Kagami acquiesça. Il aimerait pouvoir aider mais il savait que c'était d'espace dont l'autre homme avait besoin. Puis il se rappela de l'autre chose qu'il avait prévu de faire ce jour là. Sortant du parking, il jeta un regard au plus petit et rassembla tout son courage. Il prit une profonde inspiration et commença, "Kuroko ?"

Deux yeux bleu clair se tournèrent vers lui. "Oui, Kagami-kun ?"

Bien qu'il essaye de se concentrer sur la route, il pouvait sentir son cœur battre la chamade alors que les mots se bousculaient dans sa bouche. "Don le turc c'est que, je voulais te demander plus tôt, mais ça aurait été complètement inapproprié considérant le fait que je travaillais sur une affaire très personnelle et que toi et moi avion une relation professionnelle- je me fous de ce que dira Alex, je pense que c'était inapproprié. Je voulait aussi attendre encore quelques jours, mais je ne crois pas en être capable – où que j'aurai assez de cran pour te recontacter donc je vais simplement te le demander maintenant et tu pourras me donner ta réponse quand tu en auras envie, d'accord ?'

Kuroko continua de le fixer ce qui n'aida pas ça nervosité. "Qu'y a-t-il ?"

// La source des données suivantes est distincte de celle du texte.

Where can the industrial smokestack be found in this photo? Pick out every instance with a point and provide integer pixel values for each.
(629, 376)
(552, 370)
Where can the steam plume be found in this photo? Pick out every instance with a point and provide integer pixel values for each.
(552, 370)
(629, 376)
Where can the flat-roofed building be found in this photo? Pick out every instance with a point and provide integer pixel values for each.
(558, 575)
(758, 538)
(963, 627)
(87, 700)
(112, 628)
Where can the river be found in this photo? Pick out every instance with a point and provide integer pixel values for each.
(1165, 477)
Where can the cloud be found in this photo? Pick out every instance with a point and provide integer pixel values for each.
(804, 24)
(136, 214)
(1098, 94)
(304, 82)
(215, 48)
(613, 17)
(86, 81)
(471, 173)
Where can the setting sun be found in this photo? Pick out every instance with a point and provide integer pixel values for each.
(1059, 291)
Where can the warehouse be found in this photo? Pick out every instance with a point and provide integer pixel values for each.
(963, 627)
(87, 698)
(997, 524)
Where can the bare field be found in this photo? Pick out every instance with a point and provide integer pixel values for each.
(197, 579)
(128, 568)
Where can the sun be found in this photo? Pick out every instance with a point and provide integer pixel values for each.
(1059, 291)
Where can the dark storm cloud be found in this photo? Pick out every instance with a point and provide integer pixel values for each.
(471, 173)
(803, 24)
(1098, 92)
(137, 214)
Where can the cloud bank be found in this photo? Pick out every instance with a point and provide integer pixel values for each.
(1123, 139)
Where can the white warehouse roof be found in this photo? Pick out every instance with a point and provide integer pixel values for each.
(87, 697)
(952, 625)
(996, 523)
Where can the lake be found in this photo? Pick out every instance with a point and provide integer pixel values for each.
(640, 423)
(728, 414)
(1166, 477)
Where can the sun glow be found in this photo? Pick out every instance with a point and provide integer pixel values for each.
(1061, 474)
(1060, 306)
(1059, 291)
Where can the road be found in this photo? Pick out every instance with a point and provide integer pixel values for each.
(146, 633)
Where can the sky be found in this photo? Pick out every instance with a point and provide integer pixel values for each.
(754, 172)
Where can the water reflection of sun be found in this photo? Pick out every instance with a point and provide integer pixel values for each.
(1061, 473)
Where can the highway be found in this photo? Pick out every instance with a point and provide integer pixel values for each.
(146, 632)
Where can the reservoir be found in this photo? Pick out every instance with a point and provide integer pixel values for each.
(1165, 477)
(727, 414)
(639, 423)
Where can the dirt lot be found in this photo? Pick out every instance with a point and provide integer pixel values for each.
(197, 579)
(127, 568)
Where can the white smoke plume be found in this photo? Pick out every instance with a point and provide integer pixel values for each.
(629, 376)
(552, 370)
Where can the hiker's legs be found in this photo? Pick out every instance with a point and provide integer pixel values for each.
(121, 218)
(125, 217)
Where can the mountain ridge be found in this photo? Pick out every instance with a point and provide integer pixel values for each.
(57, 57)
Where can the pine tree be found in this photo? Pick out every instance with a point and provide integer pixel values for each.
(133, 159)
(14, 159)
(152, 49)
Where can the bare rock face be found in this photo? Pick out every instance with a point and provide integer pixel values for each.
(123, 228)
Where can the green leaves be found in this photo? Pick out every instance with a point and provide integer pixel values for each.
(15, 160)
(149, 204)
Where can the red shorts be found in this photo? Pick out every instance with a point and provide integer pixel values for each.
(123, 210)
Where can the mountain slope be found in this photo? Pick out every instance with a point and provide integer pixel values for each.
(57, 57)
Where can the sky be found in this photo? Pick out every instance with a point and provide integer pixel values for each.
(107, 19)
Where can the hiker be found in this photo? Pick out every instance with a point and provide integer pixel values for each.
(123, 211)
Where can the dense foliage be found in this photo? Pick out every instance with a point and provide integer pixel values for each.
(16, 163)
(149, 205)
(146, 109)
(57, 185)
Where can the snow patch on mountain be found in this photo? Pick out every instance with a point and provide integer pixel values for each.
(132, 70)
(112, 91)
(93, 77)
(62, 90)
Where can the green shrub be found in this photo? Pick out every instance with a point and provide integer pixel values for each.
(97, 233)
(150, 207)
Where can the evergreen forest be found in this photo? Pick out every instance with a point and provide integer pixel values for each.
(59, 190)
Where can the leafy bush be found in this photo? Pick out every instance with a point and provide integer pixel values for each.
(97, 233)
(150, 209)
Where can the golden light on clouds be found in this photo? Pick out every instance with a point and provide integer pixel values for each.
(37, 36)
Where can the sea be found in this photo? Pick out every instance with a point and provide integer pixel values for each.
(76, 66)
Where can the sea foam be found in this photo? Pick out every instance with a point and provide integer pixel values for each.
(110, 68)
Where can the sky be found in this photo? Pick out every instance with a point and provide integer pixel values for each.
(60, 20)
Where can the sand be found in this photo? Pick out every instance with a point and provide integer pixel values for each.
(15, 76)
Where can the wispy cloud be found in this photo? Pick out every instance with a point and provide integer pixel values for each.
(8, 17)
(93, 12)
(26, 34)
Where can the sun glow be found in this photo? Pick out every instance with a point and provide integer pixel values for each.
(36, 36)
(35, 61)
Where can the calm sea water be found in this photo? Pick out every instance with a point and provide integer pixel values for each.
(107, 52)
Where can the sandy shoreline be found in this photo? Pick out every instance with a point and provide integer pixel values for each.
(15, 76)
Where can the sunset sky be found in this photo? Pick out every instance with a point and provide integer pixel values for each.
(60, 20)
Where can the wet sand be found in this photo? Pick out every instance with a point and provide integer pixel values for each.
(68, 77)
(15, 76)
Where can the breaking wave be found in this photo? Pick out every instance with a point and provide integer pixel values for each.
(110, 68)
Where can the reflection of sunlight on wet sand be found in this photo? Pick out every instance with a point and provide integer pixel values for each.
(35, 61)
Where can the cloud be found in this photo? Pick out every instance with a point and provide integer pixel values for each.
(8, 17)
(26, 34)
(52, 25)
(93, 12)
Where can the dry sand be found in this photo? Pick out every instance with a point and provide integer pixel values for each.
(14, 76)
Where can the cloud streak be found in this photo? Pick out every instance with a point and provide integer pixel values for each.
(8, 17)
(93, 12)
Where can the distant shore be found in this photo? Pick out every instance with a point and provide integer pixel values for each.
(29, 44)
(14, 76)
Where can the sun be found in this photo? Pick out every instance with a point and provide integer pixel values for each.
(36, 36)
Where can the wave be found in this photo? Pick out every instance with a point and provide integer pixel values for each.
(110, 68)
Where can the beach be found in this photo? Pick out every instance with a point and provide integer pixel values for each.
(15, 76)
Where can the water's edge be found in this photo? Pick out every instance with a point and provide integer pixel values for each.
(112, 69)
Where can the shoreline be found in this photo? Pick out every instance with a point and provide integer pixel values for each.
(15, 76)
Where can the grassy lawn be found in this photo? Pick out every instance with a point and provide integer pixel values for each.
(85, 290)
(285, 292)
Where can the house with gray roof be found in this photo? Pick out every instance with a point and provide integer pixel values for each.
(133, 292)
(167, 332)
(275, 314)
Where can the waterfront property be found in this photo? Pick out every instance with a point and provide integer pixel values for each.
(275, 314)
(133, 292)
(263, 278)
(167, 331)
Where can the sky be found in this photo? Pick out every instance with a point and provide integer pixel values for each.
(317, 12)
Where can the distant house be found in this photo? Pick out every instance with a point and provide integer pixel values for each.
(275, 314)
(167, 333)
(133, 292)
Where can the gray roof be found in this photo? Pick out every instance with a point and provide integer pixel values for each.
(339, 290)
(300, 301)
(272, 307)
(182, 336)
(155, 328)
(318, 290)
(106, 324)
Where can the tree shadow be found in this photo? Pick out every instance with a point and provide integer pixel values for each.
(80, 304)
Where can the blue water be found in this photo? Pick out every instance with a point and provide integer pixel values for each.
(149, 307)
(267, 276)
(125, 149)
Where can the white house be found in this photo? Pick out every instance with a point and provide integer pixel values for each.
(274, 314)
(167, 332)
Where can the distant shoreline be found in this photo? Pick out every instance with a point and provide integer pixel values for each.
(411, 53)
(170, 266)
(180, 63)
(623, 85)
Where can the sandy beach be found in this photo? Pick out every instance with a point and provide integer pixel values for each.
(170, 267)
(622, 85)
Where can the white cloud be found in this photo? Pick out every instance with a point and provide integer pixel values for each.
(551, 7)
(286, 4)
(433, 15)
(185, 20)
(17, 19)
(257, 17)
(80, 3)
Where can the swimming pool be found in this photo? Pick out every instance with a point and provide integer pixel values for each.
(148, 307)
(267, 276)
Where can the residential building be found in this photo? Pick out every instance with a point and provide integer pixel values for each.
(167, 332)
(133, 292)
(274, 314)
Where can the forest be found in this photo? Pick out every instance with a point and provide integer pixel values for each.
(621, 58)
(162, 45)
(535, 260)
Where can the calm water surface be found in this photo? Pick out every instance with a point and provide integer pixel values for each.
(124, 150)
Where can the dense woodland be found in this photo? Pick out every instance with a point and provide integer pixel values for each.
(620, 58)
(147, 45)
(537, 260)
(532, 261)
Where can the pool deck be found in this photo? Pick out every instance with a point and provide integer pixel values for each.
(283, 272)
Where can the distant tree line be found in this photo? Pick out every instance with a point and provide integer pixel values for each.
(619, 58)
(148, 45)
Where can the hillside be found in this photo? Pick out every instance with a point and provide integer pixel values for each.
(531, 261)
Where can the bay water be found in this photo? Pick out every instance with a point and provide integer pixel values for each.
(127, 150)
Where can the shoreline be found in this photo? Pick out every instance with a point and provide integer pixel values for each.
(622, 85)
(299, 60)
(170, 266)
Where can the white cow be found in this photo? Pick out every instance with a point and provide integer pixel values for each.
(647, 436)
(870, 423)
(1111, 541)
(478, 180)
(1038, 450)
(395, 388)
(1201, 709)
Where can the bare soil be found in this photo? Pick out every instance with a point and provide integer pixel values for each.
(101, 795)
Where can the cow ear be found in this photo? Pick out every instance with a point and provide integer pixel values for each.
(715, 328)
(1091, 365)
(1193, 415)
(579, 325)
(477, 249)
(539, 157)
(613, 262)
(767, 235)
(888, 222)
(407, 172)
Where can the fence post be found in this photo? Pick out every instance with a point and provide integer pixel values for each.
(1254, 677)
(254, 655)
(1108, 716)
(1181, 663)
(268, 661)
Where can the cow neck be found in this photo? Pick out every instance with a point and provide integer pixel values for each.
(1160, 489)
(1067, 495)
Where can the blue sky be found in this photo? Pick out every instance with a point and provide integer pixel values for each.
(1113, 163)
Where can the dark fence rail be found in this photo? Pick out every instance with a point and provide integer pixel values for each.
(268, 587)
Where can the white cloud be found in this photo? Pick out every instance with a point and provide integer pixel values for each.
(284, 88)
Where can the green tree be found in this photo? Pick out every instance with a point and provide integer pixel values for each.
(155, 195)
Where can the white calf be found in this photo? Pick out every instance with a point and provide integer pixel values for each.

"Tu voudrais bien venir dîner avec moi un de ces quatre ?"

"Quand ?"

Kagami cligna des yeux sous la surprise. "Hein ? Eh bien, l'offre et valide à partir de maintenant, donc..."

Il y eut comme un soupçon de sourire dans la voix de l'autre. "Je suis libre ce soir."

"Tu en es sûr ?" fut sa réaction immédiate. "Je n'ai pas dit ça pour te presser ou autres. Si tu ne te sent pas prêt, je comprendrai, tu sais ?"

"Kagami-kun, j'apprécie ton intérêt mais je ne peux plus pleurer. J'ai déjà passé les deux derniers jours à pleurer et je suis épuisé. Ce dont j'ai besoin maintenant c'est d'un peu de joie pour me distraire de mon chagrin. Alors s'il te plaît, allons dîner ce soir."

Il hocha la tête et bredouilla, "Je...mais, tu...bon, ce soir donc."

"Merci."

Kuroko sembla si sincère qu'il ne put s'empêcher de le regarder en souriant. "Quand tu veux."

"Kagami-kun, s'il te plaît garde tes yeux sur la route."